Il mondo senza legge né giustizia del vecchio west e la realtà degli europei immigrati che lo popolavano e che sono sopravvissuti: la cornice della storia è delle più classiche. Su questo sfondo ecco muoversi, come su un palcoscenico teatrale, i tipici caratteri da western: un gruppetto di ‘cattivoni’ senza scrupoli che seminano terrore e violenza, il sindaco corruttibile, lo sceriffo codardo e inerme, il giovanotto testardo che vuole aiutare a tutti i costi imbracciare il fucile per aiutare l’eroe, la bella cattiva (ma forse no). E poi lui, l’eroe suo malgrado, l’uomo onesto e tranquillo che si vede costretto a trasformarsi in sanguinario giustiziere.
Pochi dialoghi e molta azione: facce, gesti, luoghi, atmosfere.
La fotografia è quella tipica del vecchio genere western, satura e impreziosita dall’uso della Computer Graphic, i colori (dal giallo, all’ocra, al marrone) sono perfetti. La polvere, lo sporco, perfino i rumori, tutto è impeccabile.
La storia è, come detto, piuttosto scontata, ma se prendiamo il film come un sentito tributo al genere, come del resto sottolineato dallo stesso regista, allora i conti tornano (omaggiare maestri come John Ford o Sergio Leone era un sogno accarezzato da tempo da Levring).

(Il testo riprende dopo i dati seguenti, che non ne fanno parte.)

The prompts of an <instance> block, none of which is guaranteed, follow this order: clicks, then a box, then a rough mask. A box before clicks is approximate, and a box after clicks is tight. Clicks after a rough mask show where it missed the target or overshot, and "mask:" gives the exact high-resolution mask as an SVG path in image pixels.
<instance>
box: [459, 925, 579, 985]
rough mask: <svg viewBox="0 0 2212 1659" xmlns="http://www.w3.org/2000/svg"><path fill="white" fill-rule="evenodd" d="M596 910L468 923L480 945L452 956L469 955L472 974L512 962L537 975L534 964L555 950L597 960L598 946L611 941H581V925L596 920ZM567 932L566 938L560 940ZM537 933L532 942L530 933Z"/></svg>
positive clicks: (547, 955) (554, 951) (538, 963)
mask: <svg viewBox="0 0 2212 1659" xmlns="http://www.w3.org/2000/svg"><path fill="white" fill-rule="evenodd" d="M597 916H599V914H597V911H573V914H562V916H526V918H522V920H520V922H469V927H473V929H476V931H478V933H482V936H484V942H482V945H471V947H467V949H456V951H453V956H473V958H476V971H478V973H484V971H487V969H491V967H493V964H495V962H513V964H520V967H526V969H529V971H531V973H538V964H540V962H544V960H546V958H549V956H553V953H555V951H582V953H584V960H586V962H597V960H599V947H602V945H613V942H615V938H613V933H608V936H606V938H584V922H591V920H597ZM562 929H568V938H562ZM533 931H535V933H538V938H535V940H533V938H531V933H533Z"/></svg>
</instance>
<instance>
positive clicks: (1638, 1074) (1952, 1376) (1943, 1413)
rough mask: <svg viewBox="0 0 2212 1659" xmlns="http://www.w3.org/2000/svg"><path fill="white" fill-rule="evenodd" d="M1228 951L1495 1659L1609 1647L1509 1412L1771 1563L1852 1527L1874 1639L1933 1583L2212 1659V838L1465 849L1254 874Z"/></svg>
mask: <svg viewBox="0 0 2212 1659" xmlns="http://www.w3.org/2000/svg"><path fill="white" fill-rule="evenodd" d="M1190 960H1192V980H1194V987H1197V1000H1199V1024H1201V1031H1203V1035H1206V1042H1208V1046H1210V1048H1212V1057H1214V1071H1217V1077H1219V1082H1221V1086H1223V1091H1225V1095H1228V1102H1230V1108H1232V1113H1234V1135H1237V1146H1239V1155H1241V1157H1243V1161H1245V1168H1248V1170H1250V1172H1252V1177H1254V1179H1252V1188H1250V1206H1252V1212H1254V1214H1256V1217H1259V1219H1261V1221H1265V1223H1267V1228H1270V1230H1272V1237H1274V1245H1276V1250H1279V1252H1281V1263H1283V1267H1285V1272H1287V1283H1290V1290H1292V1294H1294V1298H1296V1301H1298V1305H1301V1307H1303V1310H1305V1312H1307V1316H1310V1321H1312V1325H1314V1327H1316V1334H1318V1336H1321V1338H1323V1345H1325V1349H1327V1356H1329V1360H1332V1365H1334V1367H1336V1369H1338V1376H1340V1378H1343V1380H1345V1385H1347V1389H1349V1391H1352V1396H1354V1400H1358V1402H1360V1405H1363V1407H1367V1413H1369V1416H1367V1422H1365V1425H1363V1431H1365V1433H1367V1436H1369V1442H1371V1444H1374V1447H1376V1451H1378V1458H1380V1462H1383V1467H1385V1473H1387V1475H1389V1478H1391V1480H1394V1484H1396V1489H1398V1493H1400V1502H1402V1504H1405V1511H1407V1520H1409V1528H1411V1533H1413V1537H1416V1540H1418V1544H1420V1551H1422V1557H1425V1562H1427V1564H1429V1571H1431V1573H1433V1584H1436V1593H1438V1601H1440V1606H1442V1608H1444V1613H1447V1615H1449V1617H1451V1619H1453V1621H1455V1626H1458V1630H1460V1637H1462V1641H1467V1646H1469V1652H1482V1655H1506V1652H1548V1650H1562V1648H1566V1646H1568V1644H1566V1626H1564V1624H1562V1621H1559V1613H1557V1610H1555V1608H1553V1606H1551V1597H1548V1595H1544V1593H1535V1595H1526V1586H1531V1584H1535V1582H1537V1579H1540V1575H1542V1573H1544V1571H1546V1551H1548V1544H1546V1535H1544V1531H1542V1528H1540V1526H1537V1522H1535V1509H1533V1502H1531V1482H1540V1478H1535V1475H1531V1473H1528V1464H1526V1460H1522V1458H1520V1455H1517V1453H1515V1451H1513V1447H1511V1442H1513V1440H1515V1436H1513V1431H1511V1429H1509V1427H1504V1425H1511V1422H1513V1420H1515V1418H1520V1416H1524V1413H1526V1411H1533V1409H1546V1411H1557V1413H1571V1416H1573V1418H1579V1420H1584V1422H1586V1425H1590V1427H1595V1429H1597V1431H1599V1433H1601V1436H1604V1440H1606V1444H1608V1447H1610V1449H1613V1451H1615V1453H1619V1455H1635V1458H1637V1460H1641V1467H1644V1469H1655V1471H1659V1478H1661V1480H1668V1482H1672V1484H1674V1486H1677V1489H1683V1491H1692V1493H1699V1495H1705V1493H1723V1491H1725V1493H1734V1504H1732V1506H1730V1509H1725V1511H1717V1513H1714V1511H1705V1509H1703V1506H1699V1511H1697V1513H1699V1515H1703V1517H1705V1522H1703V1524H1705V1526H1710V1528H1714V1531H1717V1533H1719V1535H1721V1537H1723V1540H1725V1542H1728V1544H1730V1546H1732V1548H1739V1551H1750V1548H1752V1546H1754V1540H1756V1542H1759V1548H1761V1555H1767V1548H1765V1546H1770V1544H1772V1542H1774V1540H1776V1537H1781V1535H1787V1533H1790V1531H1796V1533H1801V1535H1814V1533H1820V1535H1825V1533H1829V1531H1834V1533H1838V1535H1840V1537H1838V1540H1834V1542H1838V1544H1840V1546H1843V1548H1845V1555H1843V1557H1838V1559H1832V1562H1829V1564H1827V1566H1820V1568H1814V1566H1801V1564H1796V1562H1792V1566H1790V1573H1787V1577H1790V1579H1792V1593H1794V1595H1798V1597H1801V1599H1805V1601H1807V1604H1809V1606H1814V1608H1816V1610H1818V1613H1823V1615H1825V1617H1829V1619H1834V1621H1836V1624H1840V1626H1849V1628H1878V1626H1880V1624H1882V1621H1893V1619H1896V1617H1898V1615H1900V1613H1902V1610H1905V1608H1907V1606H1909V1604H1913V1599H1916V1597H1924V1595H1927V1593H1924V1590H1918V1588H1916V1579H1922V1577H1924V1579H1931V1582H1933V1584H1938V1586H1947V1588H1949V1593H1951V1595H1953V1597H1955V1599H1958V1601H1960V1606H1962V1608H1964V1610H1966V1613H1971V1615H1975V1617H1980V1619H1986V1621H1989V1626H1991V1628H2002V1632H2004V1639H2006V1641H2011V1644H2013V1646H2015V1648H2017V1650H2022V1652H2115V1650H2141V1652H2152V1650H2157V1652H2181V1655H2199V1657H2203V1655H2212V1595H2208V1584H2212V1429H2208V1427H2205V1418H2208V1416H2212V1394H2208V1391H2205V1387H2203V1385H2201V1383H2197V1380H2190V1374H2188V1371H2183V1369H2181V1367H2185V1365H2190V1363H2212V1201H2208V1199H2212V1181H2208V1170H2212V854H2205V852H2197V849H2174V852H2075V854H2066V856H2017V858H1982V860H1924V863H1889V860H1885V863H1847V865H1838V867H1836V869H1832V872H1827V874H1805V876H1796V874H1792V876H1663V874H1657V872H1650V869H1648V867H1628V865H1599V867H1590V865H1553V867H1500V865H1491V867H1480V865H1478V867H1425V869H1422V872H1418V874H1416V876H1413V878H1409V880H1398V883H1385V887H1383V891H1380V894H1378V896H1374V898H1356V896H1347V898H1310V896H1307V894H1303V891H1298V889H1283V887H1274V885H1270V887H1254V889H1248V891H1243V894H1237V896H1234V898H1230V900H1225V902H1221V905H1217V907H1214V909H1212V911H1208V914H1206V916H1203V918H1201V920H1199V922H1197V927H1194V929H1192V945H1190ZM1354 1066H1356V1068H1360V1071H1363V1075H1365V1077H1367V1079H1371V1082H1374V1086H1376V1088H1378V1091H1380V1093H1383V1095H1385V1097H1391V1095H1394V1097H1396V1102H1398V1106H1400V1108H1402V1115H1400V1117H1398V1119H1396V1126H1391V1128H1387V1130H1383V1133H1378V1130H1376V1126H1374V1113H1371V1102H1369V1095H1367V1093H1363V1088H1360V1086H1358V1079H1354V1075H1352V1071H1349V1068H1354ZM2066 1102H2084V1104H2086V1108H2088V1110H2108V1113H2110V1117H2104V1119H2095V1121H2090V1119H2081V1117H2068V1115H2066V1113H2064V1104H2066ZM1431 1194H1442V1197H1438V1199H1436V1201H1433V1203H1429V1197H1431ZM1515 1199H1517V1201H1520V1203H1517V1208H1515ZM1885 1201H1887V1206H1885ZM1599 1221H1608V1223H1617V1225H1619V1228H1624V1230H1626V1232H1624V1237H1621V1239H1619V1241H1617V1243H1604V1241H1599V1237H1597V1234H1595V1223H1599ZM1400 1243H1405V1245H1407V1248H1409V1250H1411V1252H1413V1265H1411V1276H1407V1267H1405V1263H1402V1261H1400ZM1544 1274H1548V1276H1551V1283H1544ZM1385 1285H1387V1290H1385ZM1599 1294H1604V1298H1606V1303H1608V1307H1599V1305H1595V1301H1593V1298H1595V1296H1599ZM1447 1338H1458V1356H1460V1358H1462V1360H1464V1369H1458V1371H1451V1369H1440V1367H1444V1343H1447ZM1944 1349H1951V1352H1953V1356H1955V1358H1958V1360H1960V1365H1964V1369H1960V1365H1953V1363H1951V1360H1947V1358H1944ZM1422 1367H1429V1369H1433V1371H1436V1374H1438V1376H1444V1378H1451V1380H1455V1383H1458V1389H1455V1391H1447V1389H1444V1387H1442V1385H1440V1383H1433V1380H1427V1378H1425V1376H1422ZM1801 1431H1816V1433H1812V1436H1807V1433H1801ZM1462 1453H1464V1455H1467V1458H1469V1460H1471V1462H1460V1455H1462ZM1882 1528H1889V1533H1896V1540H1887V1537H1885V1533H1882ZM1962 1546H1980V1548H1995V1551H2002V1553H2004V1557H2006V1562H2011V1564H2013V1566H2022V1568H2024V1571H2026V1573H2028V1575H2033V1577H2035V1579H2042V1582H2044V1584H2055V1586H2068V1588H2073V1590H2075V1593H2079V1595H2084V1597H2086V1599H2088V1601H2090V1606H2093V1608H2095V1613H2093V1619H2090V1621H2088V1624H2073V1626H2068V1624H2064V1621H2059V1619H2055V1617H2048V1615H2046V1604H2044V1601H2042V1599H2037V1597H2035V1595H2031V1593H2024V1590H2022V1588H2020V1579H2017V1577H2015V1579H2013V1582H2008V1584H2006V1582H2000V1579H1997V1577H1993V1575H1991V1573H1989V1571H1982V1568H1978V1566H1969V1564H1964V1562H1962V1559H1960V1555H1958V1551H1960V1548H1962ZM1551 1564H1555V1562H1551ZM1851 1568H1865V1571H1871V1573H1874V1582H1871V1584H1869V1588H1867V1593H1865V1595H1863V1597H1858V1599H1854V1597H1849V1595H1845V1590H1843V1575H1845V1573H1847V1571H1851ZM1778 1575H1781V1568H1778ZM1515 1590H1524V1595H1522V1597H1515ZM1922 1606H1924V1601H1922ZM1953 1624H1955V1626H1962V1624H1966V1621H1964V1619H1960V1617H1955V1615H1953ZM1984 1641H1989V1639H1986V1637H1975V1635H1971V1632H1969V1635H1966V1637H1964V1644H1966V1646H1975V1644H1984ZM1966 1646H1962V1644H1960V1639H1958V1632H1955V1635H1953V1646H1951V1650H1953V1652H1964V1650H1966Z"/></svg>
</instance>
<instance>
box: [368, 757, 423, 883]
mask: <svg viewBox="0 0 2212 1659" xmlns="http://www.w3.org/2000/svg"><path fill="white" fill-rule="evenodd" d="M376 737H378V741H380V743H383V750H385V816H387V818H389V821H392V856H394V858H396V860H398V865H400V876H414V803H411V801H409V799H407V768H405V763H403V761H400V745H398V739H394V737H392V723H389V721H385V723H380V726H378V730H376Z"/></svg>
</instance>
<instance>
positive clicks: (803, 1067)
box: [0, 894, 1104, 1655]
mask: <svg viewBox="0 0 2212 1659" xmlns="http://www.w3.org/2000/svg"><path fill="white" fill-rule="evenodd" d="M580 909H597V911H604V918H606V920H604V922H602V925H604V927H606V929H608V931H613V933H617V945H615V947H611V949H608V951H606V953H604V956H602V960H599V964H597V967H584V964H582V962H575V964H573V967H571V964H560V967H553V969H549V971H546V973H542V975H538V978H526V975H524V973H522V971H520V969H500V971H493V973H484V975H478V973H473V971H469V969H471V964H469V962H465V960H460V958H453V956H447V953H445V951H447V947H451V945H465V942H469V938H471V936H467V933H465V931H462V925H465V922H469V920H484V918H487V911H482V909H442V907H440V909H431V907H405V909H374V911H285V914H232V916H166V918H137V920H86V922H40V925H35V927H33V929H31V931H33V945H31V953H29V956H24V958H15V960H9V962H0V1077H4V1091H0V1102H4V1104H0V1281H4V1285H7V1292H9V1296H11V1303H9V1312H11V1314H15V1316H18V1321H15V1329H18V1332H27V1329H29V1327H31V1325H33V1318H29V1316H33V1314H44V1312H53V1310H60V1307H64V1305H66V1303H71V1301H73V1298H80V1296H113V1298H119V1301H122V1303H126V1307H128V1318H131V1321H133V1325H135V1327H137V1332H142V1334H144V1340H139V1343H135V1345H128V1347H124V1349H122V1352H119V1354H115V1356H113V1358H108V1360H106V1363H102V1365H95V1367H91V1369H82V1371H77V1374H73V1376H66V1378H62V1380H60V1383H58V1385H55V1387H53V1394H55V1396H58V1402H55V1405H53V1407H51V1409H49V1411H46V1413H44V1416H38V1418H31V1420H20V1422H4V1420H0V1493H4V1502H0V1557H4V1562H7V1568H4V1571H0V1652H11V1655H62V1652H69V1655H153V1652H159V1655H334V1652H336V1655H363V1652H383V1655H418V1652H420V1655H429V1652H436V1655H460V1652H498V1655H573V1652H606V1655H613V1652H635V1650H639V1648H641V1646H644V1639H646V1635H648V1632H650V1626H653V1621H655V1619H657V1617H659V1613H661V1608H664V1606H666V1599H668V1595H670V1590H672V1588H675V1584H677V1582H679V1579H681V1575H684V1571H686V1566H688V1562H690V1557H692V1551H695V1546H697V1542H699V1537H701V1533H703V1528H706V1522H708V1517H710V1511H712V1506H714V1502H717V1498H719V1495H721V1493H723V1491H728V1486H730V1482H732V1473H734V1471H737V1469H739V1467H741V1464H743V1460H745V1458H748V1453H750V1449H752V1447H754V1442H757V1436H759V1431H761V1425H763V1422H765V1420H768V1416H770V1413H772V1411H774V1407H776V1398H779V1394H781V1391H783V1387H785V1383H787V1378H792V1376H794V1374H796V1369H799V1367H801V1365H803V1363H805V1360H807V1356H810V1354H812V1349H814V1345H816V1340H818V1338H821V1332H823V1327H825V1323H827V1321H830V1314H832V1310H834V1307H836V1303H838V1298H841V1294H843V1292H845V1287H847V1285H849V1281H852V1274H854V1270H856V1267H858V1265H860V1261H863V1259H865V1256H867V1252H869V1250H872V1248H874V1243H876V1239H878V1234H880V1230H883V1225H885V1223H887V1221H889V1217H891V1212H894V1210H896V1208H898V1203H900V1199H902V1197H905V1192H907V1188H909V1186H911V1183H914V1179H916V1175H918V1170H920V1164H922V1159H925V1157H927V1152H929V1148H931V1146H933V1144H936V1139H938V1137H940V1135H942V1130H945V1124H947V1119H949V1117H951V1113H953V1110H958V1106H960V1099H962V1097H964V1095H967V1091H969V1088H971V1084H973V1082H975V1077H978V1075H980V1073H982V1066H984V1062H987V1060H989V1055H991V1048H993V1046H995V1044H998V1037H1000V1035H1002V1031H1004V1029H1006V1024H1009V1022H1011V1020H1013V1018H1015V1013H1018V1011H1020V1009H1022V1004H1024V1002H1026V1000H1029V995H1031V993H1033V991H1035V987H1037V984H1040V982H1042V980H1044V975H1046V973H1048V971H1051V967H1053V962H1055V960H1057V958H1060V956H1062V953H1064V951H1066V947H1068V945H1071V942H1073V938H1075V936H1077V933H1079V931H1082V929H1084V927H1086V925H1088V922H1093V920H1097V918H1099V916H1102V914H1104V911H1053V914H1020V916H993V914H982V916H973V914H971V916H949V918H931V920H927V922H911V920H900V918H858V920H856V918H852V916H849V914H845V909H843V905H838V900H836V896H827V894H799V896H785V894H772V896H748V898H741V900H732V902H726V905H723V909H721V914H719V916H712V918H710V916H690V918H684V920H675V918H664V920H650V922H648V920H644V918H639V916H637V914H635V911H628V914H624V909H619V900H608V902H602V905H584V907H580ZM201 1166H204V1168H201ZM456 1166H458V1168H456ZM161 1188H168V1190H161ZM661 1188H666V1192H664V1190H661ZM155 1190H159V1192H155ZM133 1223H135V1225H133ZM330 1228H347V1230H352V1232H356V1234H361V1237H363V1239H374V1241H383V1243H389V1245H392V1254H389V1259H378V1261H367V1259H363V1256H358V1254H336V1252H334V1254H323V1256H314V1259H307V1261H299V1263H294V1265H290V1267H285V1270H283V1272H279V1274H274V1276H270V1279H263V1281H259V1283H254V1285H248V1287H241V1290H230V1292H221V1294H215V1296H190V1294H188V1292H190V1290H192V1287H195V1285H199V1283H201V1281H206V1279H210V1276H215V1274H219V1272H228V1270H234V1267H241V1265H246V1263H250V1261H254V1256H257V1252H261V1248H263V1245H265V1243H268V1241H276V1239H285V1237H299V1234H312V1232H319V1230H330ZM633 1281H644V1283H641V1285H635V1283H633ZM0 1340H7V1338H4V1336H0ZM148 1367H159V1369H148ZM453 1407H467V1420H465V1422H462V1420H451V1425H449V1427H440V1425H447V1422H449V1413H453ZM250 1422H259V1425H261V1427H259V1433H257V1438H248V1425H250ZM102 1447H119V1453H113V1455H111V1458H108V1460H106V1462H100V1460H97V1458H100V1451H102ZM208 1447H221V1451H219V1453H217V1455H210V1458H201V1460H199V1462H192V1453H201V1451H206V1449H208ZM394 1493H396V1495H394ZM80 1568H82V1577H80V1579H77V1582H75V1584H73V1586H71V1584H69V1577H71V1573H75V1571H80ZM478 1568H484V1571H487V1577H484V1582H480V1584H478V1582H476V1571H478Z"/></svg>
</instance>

Un gruppo di attori straordinari impreziosisce il quadro: l’immancabile divo danese Mads Mikkelsen, faccia perfetta per il ruolo dell’eroe vendicatore, Jeffrey Dean Morgan, un villain senza sbavature, Eva Green, due occhi come due fari, capaci di esprimere tutta la sofferenza di un personaggio che non parla mai (non vi sveliamo il perché). Partecipazioni speciali del grande attore britannico Jonathan Pryce e dell’ex calciatore Eric Cantona (che ormai vanta un curriculum cinematografico di tutto rispetto).
Presentato fuori concorso all’ultimo Festival di Cannes, il film vanta delle frecce al suo arco che vanno al di là di meriti puramente tecnici: non abbonda in violenza gratuita (la scena del massacro iniziale non è saggiamente mostrata), i personaggi, seppur stereotipati, sono degnamente caratterizzati, infine la regia delle sparatorie, concentrate soprattutto nella parte finale, è di tutto rispetto, con curatissime scelte di angolazioni.
Senza dire nulla di nuovo sul fronte del classico western, The Salvation salva comunque la faccia (perdonate il gioco di parole) e si colloca tra quegli omaggi sentiti, onesti e impeccabili a un genere dal fascino immortale.